Anders sehe die Lage im privaten Sektor aus. Hier könnte der Bund seine Wirtschaftskompetenz nutzen, um die Aufsicht tatsächlich bei der BfDI zu zentralisieren. Die DSGVO schreibe keine föderale Struktur vor. Allerdings, so die entscheidende Einschränkung von Botta, müsse die von der DSGVO geforderte "völlige Unabhängigkeit" der Aufsicht gewahrt bleiben. Das bedeute vor allem, dass eine Zentralisierung mit einer relevanten Aufstockung an personellen und finanziellen Ressourcen bei der BfDI einhergehen müsste. "Wenn man jetzt einfach nur Personal einsparen will, dann ist, glaube ich, das Vorgehen falsch“, sagt Botta.

Auch nach einer Ausarbeitung des Wissenschaftlichen Dienstes des Bundestags vom März 2025 stehen einer Zentralisierung der Aufsicht für den privaten Sektor zwar keine "durchgreifenden rechtlichen Bedenken" entgegen. Jedoch bestätigt das Gutachten auch die verfassungsrechtlichen Grenzen im öffentlichen Bereich: "Im öffentlichen Sektor ist eine vollständige Zentralisierung der Datenschutzaufsicht auf Bundesebene hingegen nicht möglich", heißt es darin. Dem Bund fehle die Zuständigkeit für Sachgebiete, in denen die Länder die Gesetzgebungskompetenz haben, etwa im Polizei- oder Kommunalrecht.

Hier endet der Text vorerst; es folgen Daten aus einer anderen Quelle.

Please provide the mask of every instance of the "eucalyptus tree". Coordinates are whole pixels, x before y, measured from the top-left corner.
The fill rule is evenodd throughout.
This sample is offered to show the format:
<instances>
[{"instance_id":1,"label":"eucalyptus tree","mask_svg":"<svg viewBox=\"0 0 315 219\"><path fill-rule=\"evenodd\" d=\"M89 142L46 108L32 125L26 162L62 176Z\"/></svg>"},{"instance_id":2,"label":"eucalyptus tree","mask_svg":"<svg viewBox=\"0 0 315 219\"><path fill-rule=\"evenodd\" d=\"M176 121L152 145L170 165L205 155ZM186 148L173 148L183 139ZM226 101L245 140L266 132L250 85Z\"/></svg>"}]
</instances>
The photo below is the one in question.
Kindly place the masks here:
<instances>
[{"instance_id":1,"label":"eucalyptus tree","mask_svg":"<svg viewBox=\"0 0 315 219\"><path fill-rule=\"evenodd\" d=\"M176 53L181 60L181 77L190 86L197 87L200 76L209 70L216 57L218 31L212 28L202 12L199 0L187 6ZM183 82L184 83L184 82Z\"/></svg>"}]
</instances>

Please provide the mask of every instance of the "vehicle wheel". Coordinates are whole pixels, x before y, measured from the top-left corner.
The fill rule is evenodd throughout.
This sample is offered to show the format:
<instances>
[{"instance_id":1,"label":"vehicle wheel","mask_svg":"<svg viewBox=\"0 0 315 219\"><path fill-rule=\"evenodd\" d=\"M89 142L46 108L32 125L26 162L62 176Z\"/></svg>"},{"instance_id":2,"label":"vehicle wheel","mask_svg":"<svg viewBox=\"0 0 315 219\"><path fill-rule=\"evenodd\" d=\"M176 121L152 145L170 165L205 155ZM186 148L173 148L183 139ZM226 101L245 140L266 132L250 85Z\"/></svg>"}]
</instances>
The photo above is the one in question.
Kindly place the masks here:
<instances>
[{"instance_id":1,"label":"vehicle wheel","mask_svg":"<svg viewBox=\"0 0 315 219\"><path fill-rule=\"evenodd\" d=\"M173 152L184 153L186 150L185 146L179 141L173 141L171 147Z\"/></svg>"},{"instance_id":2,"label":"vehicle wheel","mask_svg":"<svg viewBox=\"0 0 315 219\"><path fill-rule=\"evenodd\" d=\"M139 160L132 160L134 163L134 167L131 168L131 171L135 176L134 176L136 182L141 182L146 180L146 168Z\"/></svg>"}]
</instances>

Während die Regierung eine Chance zur Entbürokratisierung und zur Schaffung eines einheitlichen Datenschutzrechts für Unternehmen in Deutschland sieht, warnen Fachleute vor einem Schnellschuss. Eine durchdachte Zentralisierung der Aufsicht über den Privatsektor könnte tatsächlich Vorteile bringen, etwa bei Unternehmen, die Niederlassungen in ganz Deutschland haben. Die Landesbehörden könnten sich dann stärker auf ihre Kernaufgaben im öffentlichen Bereich konzentrieren, beispielsweise beim Einsatz von Überwachungstechnologie. Entscheidend wird laut Botta das Motiv hinter der Reform sein. Soll der Datenschutz mit einer einheitlichen Rechtsanwendung samt dafür nötigen Mitteln gestärkt werden, oder handelt es sich um eine Sparmaßnahme?

Die Pläne zur Zentralisierung stießen bereits in der Vergangenheit auf heftigen Widerstand bei den Landesdatenschutzbeauftragten. Die Bürgernähe und lokale Expertise ginge bei einer Zentralisierung verloren. Daher forderten die Landesdatenschützer, die Zusammenarbeit in der Datenschutzkonferenz zu stärken und dieser die Möglichkeit zu geben, verbindliche Mehrheitsentscheidungen zu treffen.